Key Features of Snowflake
Snowflake has the following features:
- Cloud Service Provision: The Snowflake Data Warehouse platform is completely hosted on Cloud infrastructure offered by Amazon Web Service, Microsoft Azure and Google Cloud with the option to choose the geographic region of the stored data.
- High Scalability: The user is provided with the ability to scale up and down rapidly in accordance with the business requirements and thus being more cost effective.
- Focus on Security: Along with the security features related to data storage such as encryption, there are a range of security measures to control data access such as restricting certain IP Addresses, Two-factor authentication etc.
- Low Administrative Requirements: As Snowflake is available as a Software-as-a-Service [SaaS], there is little requirement for setting up the IT infrastructure and maintaining a IT administrator over the deployment.
- Support for Data Sharing: Sharing data amongst other Snowflake users is very easy.

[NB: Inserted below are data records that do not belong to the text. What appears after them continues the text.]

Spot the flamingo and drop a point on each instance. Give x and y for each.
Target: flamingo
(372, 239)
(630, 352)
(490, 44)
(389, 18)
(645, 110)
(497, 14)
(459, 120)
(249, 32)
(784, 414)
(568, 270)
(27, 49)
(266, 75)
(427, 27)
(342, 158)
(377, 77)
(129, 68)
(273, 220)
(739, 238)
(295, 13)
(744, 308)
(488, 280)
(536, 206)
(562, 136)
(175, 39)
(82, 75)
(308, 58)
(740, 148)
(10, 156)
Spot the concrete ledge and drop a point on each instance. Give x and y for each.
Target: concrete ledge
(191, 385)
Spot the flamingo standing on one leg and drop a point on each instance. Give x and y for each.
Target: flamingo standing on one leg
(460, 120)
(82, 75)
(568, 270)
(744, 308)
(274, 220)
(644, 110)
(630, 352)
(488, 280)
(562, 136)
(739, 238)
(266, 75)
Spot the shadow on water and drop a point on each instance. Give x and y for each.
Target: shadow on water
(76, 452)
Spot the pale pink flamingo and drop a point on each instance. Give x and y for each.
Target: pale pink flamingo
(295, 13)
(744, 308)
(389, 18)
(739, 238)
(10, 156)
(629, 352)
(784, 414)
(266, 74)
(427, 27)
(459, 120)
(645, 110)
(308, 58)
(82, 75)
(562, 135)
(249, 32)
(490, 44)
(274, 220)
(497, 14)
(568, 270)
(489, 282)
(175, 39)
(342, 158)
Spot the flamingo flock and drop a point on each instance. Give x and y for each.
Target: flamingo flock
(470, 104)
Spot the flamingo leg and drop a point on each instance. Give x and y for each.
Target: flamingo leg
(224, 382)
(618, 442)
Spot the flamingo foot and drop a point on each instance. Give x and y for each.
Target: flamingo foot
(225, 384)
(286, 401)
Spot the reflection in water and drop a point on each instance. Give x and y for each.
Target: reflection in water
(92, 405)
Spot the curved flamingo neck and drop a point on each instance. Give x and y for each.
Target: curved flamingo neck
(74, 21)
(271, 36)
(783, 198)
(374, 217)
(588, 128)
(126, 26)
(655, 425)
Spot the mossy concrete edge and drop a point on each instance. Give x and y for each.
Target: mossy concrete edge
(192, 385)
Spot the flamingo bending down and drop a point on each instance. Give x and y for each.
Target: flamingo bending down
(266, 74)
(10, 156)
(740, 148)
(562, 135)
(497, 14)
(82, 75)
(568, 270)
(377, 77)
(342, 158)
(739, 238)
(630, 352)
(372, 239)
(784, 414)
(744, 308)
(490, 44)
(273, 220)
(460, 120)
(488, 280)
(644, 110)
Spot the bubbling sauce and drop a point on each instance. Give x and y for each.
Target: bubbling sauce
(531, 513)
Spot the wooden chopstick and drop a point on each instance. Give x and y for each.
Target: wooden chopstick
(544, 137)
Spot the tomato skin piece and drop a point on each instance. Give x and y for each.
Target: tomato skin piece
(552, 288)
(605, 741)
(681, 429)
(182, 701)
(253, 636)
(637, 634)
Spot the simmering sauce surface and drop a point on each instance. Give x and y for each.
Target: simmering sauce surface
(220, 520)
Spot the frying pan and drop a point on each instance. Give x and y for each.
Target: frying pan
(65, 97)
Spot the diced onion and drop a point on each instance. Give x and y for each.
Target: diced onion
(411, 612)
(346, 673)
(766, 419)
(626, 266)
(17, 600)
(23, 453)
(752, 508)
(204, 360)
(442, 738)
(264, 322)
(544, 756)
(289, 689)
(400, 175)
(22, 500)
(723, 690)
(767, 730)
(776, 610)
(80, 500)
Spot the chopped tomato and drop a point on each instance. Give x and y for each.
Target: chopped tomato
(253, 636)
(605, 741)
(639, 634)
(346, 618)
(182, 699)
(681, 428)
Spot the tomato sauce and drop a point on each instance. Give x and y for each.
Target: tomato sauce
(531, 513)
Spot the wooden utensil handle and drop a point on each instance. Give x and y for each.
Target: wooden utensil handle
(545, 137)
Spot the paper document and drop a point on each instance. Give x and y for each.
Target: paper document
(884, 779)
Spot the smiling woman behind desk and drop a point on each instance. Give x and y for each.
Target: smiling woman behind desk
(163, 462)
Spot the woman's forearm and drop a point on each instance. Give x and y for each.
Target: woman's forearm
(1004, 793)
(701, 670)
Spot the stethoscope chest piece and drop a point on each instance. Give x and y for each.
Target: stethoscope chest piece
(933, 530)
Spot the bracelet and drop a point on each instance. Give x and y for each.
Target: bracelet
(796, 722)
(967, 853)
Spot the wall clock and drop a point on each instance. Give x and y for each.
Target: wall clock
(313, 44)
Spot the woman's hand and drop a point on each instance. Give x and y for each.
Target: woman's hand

For users not on the platform, special reader accounts can be created to access the shared content.
Introduction to Looker
Looker is a web-based Data Visualization and BI platform that easily lets you create business reports and real-time dashboards. It transforms your inputs into SQL queries, running them live against the database. With tons of visualization and customization options, it supports multiple data sources while ensuring your data remains secure, transparent, and reliable—perfect for mission-critical needs. Looker works seamlessly with cloud data warehouses like BigQuery, Redshift, and Snowflake, and its separate data modeling layer allows developers to collaborate efficiently. To learn more about Looker, you can visit their official documentation.
Key Features of Looker
The key features of Looker are as follows:
- Create Custom Applications: Users can create custom applications that can provide tailored visualization experience to different organizations according to their needs.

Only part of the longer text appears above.